Ebolavirus infections but no outbreak

EbolavirusEbolavirus infections are feared because of the high fatality rate observed during outbreaks, from 25-90%. But there is evidence that far less serious Ebolavirus infections may occur in the absence of outbreaks.

The latest study was conducted in late 2007 and comprised 3415 subjects living in 14 rural villages in the Kasai Oriental Province of the Democratic Republic of Congo. Three outbreaks of Zaire ebolavirus (EBOV) had occurred in this country in 1976, 1977, and 1995, and one was ongoing nearby at the time of sampling.

To detect antibodies against EBOV, an ELISA format was used in which plastic plates were coated with purified recombinant viral nucleoprotein. These were incubated with serum specimens followed by addition of a second antibody conjugated to peroxidase. A chromogenic substrate was then added and optical density was determined as an indication of the level of antibodies binding to the immobilized nucleoprotein.

The results show that 11% of all subjects were positive for IgG antibodies against EBOV nucleoprotein. Risk factors for being EBOV seropositive included the following:

  • Increasing age: those 15 years and older had a 3 times odds of being seropositive
  • Male (1.5 times)
  • Resident of Kole (1.6 times, nearest to ongoing outbreak)
  • Hunting, butchering, cooking and eating forest animals
  • Exposure to rodents and duikers

These observations add to previous serological surveys which demonstrate that antibodies to EBOV are present in many individuals. The results of one study revealed antibodies in 10% of individuals in non epidemic regions of Africa. A similar fraction (9.5%) was reported in villages near Kikwit, DRC where an outbreak occurred in 1995; in the Aka Pygmy population of Central African Republic (13.2%), and in 220 villages in Gabon (15.3%). No Ebola hemorrhagic fever cases were reported in these areas.
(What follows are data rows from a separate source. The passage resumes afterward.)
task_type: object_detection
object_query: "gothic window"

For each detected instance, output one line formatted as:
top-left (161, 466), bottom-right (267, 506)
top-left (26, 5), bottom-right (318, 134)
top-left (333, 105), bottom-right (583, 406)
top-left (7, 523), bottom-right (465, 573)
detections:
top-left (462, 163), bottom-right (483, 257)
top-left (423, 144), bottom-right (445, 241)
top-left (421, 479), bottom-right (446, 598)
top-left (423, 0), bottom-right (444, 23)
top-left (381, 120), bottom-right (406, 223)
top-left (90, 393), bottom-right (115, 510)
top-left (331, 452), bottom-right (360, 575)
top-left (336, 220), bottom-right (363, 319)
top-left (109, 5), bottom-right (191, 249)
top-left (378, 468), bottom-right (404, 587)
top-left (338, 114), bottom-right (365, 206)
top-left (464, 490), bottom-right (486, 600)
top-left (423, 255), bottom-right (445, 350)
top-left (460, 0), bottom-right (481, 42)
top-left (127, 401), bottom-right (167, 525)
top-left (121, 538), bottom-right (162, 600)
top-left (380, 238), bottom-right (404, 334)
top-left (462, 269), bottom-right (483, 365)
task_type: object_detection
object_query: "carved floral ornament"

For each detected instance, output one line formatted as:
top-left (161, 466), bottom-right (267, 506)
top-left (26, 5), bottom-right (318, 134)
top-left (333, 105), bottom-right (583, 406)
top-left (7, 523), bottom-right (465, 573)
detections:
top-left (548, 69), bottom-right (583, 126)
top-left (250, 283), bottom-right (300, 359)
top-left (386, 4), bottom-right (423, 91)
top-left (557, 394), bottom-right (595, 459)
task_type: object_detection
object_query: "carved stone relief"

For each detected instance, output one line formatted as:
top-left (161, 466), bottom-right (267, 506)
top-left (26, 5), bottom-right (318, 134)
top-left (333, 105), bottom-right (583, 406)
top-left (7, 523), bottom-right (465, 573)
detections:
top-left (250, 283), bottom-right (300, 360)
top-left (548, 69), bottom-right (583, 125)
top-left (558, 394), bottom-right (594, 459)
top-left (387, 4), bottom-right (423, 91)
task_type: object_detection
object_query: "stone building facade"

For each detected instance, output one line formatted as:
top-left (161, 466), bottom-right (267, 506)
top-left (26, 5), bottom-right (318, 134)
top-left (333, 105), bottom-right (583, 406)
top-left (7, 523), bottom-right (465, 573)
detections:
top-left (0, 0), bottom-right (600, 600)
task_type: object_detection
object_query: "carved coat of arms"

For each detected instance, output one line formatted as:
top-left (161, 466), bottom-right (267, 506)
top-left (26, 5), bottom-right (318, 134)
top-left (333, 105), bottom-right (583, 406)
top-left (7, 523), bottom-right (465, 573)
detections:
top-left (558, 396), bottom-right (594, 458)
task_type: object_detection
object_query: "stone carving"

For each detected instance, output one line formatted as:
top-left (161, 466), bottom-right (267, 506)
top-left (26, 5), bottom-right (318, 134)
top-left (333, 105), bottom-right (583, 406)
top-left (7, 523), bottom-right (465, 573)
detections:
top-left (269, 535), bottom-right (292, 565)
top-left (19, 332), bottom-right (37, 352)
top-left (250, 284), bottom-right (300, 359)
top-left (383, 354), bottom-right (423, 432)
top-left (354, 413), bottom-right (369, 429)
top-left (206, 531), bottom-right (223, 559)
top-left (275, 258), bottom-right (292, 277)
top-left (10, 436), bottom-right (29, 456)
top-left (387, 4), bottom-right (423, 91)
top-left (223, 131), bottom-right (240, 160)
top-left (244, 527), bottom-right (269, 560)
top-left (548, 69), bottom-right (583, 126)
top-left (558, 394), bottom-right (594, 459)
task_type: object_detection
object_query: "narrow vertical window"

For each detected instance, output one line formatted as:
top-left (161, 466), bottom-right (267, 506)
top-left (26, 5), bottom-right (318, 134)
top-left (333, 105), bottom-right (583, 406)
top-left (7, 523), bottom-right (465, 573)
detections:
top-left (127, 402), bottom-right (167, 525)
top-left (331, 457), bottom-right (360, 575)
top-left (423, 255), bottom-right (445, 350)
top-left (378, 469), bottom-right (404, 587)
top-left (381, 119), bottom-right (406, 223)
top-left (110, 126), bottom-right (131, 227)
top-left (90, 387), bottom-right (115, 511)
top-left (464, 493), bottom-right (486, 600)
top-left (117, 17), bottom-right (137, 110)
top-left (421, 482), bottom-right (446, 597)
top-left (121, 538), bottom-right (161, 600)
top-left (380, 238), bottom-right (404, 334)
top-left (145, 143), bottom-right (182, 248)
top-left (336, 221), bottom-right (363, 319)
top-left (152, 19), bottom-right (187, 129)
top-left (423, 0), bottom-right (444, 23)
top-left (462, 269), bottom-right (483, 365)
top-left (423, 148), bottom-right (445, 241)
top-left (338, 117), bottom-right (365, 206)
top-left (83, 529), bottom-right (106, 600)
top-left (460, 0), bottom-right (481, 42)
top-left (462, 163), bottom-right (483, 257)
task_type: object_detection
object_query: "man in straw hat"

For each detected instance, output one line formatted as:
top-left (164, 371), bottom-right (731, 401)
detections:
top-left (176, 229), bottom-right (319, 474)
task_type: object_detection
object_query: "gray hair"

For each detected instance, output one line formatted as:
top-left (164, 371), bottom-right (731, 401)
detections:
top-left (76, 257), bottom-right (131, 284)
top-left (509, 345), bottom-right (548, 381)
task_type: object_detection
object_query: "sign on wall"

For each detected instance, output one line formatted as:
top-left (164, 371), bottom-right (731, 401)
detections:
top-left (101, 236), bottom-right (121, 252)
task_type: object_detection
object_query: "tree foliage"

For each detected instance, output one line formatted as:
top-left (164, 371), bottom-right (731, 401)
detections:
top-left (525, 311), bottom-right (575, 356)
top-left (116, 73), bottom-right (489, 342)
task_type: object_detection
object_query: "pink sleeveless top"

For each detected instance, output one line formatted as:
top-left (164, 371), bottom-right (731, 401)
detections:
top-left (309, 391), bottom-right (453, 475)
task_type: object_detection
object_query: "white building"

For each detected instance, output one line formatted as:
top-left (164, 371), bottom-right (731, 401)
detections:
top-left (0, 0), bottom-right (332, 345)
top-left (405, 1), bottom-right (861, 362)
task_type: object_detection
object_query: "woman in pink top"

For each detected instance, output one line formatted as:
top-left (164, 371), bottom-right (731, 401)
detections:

These EBOV seropositive individuals likely had either asymptomatic, or minimally symptomatic infections in the absence of an outbreak.

Why the infection is more lethal during outbreak conditions is not known. One possibility is related to the size of the viral inoculum received. During outbreaks the virus is spread by contact with the blood, secretions, organs or other body fluids of infected individuals, which contain very large quantities of virus. In contrast, infections in nature – by contact with contaminated fruit, for example – may involve far less virus. The route of entry into the host might also make a difference. Outbreak cases often acquire infection by direct contact with the blood and other body fluids of patients with severe disease. The natural route of infection might instead involve oral or respiratory entry of animal body fluids.

It is also conceivable that during EBOV outbreaks, a certain fraction of infected individuals develop minor symptoms and these infections are never detected. This idea is consistent with the finding that antibodies against EBOV were detected in 2.6-6.5% of the sera of asymptomatic close contacts of EBOV cases in the 2013-16 outbreak in West Africa.

The apparent EBOV seropositivity observed in these and previous studies could be the consequence of infection with a related, but non-pathogenic filovirus; or perhaps even the result of EBOV entering the body and stimulating an immune response in the absence of an infection.

Detection of antigens or antibodies by ELISA

A more rapid method than Western blot analysis to detect a specific protein in a cell, tissue, organ, or body fluid is enzyme-linked immunosorbent assay, or ELISA. This method, which does not require fractionation of the sample by gel electrophoresisis, is based on the property of proteins to readily bind to a plastic surface.

To detect viral proteins in serum or clinical samples, a capture antibody, directed against the protein, is linked to a solid support such as a plastic 96 well microtiter plate, or a bead. The clinical specimen is added, and if viral antigens are present, they will be captured by the bound antibody. The bound viral antigen is then detected by using a second antibody linked to an enzyme. A chromogenic molecule – one that is converted by the enzyme to an easily detectible product – is then added. The enzyme amplifies the signal because a single catalytic enzyme molecule can generate many product molecules.

To detect antibodies to viruses, viral protein is linked to the plastic support, and then the clinical specimen is added. If antibodies against the virus are present in the specimen, they will bind to the immobilized antigen. The bound antibodies are then detected by using a second antibody that binds to the first antibody.

ELISA is used in both experimental and diagnostic virology. It is a highly sensitive assay that can detect proteins at the picomolar to nanomolar range (10-12 to 10-9 moles per liter). It is the mainstay for the diagnosis of infections by many different viruses, including HIV-1, HTLV-1, adenovirus, and cytomegalovirus.